Monday, December 18, 2006 by

Or maybe that should be “interminable”. I adore Coronation Street and always have, but in the run-up to Christmas we have two of the most unattractive and realism-lacking storylines in progress.

Cilla Battersby-Brown has a cancer scare, gets the all-clear and then decides to pretend she remains ill after hearing of a fling between her husband and best friend via her frantic son. It may bring out the best in Sam Aiston, who as Chesney has arguably become the most gifted child actor British soap has ever uncovered, but from a viewing angle, the adult characters most deeply involved do not evoke the sympathy or likeability to make the storyline worthwhile. Cilla is a temperamental, unreliable, selfish piece of work – she is played rather well by Wendi Peters – and so it would have suited the bloodthirsty viewer more if the cancer scare had been real. 

For all the criticism Coronation Street took for killing off Alma a few years ago, it nonetheless was done with grace, dignity and no little drama. There’s no drama in Cilla as a healthy woman deceiving her own kids, but there would have been wingspreading potential if the flighty, over made-up tart without a heart had been forced into harrowing treatment. I daresay that would have been a real test of Peters’ considerable strength as an actress, as she’s done deceitful and cruel until the cows come home, but has yet to be truly vulnerable. 

The sympathy vote doesn’t go to her crass husband Les either, nor her lax best friend Yana. Unless this is a ruse to show off Aiston’s exceptional skills as the conscientious lad with the tear stains, the storyline can’t go far. And if it is, then the really brave thing to do would have been to give Chesney the illness and test the mettle of the two parental figures around him.

As for Jamie and Frankie? Crikey, even the new sexy Coronation Street of the last decade or so seems to have hit a blind spot. It’s not incest – despite what Norris might say – but it’s not dramatic either. Frankie’s brand of considerate, sassy but mature parenting and wifery makes the idea that she would sleep with her estranged husband’s son and fall in love with him quite ludicrous. It’s all leading to Debra Stephenson’s departure as Frankie, but I’d rather they’d been predictable on this occasion and sent her away with Danny to the Spanish villa. Or better still, persuaded Bradley Walsh to stay.
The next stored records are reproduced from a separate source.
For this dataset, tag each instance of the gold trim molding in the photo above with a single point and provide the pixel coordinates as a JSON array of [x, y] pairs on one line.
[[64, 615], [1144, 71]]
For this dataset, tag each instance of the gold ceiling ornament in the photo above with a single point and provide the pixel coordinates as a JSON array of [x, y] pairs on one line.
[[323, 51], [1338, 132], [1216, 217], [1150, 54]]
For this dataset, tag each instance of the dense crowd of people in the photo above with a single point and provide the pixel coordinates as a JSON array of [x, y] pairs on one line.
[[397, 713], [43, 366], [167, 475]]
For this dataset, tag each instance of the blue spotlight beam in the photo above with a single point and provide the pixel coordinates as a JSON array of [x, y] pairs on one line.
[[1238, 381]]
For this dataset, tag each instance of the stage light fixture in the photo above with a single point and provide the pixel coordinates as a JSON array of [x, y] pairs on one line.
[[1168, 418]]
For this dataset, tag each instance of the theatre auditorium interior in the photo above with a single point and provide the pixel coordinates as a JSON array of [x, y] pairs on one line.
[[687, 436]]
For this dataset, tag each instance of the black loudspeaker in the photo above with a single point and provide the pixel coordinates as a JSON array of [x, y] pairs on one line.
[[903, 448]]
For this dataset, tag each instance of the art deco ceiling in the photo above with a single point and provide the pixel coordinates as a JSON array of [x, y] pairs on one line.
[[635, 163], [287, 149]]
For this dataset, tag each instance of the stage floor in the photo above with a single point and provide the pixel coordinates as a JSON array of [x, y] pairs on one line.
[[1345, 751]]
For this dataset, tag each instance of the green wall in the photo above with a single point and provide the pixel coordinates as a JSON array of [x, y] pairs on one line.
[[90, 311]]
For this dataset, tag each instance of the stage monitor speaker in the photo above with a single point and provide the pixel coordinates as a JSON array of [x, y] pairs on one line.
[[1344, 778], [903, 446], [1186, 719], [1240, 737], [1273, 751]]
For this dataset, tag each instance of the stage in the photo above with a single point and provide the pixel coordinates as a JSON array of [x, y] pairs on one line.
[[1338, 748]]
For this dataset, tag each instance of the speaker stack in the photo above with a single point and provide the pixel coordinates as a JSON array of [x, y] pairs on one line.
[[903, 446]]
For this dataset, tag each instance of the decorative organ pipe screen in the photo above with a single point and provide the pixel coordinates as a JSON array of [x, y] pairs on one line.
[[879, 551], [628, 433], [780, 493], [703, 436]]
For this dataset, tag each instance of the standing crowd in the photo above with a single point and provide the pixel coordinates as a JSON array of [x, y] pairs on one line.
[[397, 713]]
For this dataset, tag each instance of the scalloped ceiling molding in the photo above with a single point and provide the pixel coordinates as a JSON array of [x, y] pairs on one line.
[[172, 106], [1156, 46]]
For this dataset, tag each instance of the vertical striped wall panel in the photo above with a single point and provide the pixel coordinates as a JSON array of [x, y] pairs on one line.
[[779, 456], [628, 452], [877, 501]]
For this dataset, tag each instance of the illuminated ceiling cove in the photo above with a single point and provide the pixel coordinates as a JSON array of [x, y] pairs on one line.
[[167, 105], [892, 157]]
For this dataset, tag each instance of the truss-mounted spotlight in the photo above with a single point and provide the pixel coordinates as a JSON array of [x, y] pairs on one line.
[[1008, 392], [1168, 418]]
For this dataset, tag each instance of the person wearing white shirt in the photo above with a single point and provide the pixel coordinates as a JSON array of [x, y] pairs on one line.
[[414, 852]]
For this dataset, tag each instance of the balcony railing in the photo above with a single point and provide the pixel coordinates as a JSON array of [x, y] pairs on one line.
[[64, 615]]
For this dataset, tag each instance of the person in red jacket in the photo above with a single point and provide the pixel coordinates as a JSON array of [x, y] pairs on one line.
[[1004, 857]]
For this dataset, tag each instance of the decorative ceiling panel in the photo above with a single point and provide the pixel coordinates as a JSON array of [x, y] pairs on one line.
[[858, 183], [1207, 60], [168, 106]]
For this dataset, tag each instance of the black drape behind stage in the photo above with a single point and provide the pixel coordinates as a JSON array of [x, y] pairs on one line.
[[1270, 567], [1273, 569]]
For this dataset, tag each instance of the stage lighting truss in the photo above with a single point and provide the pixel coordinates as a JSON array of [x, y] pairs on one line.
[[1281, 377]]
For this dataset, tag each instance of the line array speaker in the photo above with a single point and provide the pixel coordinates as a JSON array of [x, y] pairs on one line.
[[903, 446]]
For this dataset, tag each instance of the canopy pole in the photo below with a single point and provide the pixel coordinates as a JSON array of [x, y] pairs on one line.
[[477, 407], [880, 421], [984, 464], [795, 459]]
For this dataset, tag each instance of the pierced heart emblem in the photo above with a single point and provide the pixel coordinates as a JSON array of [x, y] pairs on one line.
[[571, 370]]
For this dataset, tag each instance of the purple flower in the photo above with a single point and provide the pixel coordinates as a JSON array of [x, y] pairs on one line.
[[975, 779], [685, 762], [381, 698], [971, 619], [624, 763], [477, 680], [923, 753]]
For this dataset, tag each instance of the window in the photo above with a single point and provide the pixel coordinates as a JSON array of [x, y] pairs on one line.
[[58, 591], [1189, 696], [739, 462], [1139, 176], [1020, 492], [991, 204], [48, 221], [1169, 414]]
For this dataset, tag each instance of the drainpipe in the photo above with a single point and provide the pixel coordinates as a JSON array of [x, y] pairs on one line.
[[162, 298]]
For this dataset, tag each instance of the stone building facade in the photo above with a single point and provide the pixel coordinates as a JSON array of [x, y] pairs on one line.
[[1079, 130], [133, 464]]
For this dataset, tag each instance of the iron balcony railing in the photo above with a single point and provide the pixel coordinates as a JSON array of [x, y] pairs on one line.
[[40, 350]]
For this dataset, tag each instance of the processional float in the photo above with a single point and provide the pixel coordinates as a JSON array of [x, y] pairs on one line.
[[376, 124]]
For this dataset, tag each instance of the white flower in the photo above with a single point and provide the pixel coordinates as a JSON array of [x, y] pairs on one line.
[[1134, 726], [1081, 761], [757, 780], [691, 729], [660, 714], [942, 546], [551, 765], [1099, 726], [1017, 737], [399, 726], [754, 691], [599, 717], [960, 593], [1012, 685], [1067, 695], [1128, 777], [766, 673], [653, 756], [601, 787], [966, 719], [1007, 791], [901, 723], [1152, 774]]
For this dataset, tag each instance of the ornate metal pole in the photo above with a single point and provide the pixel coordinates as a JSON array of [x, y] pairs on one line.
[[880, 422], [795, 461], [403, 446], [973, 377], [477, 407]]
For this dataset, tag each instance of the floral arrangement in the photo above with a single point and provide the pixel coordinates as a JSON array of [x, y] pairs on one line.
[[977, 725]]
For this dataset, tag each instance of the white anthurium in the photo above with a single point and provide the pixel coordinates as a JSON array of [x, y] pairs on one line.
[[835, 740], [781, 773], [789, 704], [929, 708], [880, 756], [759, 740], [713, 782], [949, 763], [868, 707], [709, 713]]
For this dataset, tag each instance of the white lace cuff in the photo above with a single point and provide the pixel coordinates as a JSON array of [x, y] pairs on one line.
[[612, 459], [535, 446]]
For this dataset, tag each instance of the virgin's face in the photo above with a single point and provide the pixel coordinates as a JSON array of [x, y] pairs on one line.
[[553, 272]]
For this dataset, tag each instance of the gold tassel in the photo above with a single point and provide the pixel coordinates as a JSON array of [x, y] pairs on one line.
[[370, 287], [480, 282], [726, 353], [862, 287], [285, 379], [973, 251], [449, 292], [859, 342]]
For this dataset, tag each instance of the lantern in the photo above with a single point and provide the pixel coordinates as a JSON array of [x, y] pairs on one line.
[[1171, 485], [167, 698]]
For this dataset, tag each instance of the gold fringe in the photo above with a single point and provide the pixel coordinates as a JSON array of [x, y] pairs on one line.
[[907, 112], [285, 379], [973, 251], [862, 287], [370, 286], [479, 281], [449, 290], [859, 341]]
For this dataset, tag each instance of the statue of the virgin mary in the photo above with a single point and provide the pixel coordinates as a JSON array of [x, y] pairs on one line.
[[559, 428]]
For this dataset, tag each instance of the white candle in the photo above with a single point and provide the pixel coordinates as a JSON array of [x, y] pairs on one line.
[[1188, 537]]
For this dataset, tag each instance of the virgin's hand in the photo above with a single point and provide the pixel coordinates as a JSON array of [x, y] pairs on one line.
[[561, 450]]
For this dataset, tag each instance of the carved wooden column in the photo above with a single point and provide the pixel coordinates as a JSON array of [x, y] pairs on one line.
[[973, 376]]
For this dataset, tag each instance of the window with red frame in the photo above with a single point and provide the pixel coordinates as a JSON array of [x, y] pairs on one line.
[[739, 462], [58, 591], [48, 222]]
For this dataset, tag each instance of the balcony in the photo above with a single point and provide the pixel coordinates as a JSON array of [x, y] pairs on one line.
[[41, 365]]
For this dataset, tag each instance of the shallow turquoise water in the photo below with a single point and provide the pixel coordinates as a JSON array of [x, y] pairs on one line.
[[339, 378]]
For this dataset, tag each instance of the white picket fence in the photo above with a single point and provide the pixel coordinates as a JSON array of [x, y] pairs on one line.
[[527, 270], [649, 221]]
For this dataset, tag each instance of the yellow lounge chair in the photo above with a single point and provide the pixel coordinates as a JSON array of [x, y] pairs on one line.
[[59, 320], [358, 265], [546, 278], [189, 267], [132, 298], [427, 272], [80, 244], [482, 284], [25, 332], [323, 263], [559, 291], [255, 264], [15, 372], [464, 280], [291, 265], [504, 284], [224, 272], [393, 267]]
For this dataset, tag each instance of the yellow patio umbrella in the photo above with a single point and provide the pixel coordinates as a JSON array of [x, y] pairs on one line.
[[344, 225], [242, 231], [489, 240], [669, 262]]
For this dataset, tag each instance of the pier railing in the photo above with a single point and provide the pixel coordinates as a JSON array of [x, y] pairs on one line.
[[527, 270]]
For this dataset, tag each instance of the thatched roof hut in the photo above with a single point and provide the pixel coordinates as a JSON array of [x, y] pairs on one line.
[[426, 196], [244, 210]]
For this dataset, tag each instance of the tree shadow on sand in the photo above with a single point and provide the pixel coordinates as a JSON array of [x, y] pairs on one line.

There is light, of course. Tracy Barlow’s fake woman-in-chains act is very cleverly written, and the performance from Kate Ford is the first time she has convinced me she is worthy of being the long-term answer to a character who has been through three previous actresses and had an unhealthy obsession with tape-playing. And the comic side of the Street remains – Norris is a diamond of pomposity; Eileen a beacon of sarcastic unfulfilment; Kirk a paragon of lovable dimwittery. 

The best soap we have needs to revert to character-based drama to match this natural comic effect, as these two big storylines are clearly a mere rush job to try to secure one family’s future with the viewers while ushering another off the radar.